Fig. 1 shows a schematic diagram of an experimental workflow of preferential metabolite detection using a plasma array as a matrix in laser desorption/ionization mass spectrometry (ldims), wherein fig. 1 (a) is a schematic diagram of a preparation process of self-assembly of the matrix (plasma array) through a liquid-liquid interface, fig. 1 (b) shows a schematic diagram of preferential detection of specific metabolites (such as nucleosides) by the plasma array, and fig. 1 (c) shows a schematic diagram of accurate quantification of nucleoside substances in a trace serum sample by the plasma array assisted ldims.
In fig. 2, the detection results of ldims (using plasma array A2 as a substrate) are taken as examples of inosine and adenosine, and it can be seen that the detection results of the method are basically consistent with the detection results of a commercial kit (ELISA kit), and the comparison of the detection results of the two results shows that the consistency is more than 98%, which indicates that the method has excellent accuracy.

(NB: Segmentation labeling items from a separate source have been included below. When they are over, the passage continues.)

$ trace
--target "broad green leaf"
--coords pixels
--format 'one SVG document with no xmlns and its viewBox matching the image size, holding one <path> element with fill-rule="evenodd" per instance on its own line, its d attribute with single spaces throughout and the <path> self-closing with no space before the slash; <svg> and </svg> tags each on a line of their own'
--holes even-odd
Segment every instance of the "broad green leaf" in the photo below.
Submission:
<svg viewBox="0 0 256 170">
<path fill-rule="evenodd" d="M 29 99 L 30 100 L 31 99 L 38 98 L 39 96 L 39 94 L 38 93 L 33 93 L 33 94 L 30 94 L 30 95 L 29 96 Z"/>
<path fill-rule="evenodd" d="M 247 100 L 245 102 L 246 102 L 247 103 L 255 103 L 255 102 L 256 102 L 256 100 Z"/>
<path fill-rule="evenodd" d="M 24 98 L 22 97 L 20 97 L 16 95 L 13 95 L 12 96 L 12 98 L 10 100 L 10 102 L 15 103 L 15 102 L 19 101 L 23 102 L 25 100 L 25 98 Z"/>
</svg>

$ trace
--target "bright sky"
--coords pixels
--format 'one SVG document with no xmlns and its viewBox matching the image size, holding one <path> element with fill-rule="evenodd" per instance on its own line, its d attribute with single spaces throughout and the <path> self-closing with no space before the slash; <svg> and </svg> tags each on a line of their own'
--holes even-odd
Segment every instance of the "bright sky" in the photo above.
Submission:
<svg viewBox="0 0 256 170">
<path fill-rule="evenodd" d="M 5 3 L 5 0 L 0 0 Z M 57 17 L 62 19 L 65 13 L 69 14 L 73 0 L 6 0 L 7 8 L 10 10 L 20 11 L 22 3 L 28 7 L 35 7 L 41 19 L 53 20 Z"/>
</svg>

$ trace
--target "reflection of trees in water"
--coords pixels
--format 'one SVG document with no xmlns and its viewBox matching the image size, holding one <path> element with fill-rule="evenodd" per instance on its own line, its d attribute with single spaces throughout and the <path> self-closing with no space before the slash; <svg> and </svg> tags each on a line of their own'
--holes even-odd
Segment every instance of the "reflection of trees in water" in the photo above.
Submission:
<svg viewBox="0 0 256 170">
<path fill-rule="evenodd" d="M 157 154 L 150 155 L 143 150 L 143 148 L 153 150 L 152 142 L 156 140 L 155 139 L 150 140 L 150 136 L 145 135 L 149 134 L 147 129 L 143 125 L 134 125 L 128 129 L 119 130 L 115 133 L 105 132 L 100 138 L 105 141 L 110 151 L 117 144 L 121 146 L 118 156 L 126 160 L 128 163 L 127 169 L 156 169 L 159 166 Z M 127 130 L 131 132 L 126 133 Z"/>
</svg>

Application example 1: affinity detection of 37 Small molecules
Step 1: preparation of instruments and reagents: matrix-assisted laser desorption ionization mass spectrometry, which adopts a cation reflection mode for detection;
step 2: preparation of plasma array materials: in accordance with the protocol in example 1, A2;
step 3: configuration of 37 small molecule solutions: at 1mg mL -1 Sodium chloride solution of (2) is used as solvent, and 1mM solution is prepared respectively;
among them, 37 kinds of small molecules are mainly classified into 6 major categories: including nucleosides (inosine, guanosine, adenosine, cytidine, thymidine), pyrimidines (cytosine, thymine), amino acids (aspartic acid, glutamic acid, histidine, arginine, lysine, asparagine, glutamine, serine, alanine, glycine, cysteine, methionine, tyrosine, isoleucine, phenylalanine, proline, valine, leucine), sugars (raffinose, glucose, cellobiose), hormones (estradiol, androstenedione, testosterone, estrone), other classes (vitamin B1, nicotinamide, lactic acid, ascorbic acid, cholesterol);
step 4: the mass spectrum signal intensity of 37 small molecules (1 mM) was detected under a mass spectrometer using A2 as a matrix, and data analysis was performed, and the results are shown in FIG. 4. Shows a stronger tendency to nucleoside.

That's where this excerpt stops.